Although an MSn spectral tree data has previously been used to generate detailed fragmentation pathways for flavonoid annotation (5), MSn workflows have traditionally been limited by issues around ease of use. Establishing instrument methods has historically been challenging for nonexpert users, a challenge that has been further compounded by the fact that MSn spectral tree data processing has required manual fragment ion assignment. This has proved to be a major process bottleneck, and has required specialist knowledge around flavonoid chemical structure and fragmentation rules.

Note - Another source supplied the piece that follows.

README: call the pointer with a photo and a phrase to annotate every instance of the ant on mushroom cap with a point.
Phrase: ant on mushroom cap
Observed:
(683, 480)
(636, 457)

The structure-specific MSn instrument template used in this study enabled the acquisition of high-quality MSn data without the need for any specialist expertise. Furthermore, the analysis tools applied in this workflow, including the subtree search function in the Mass Frontier 8.0 software and the FISh scoring algorithm in the Compound Discoverer 3.0 software, allow fragment ion information from the MSn spectral tree to be processed automatically, without the need for knowledge of specific fragmentation rules.

The new workflow presented here makes full use of the deeper and more structurally relevant fragment ion information generated through MSn analysis, enabling more flavonoid compounds to be annotated relative to an MS2-only approach. The partial MSn spectral tree match results provided valuable substructural information for true unknown compounds; with subtree search, the software identified unknown compounds belonging to the flavonoid compound class that did not have exact references in the mzCloud library, but partial matches of the extensive high resolution fragmentation information within mzCloud.

Tables I and II highlight some of the flavonoids identified by the novel MSn workflow, and compare these to the compounds identified using an MS2-only approach. Table I demonstrates that, although both methods identified the flavonoid rutin in the juice samples, the MSn method was able to identify five additional unknown secondary metabolites of this compound. Similarly, Table II shows that an additional three secondary metabolites of the flavonoid isorhamnetin could be identified using the MSn spectral tree data.


In total, the MSn spectral tree workflow was able to identify a total of 129 flavonoid compounds in the three fruit and vegetable juice samples analyzed in this study. All 62 flavonoid structures identified by the MS2-only approach were found using the MSn spectral tree workflow, together with an additional 67 flavonoids that were only detected using the new technique (Figure 4). This represents a twofold increase in the number of annotations relative to the MS2-only approach.

Figure 4: Number of annotated flavonoid compounds detected by MS2-only and MSn workflow.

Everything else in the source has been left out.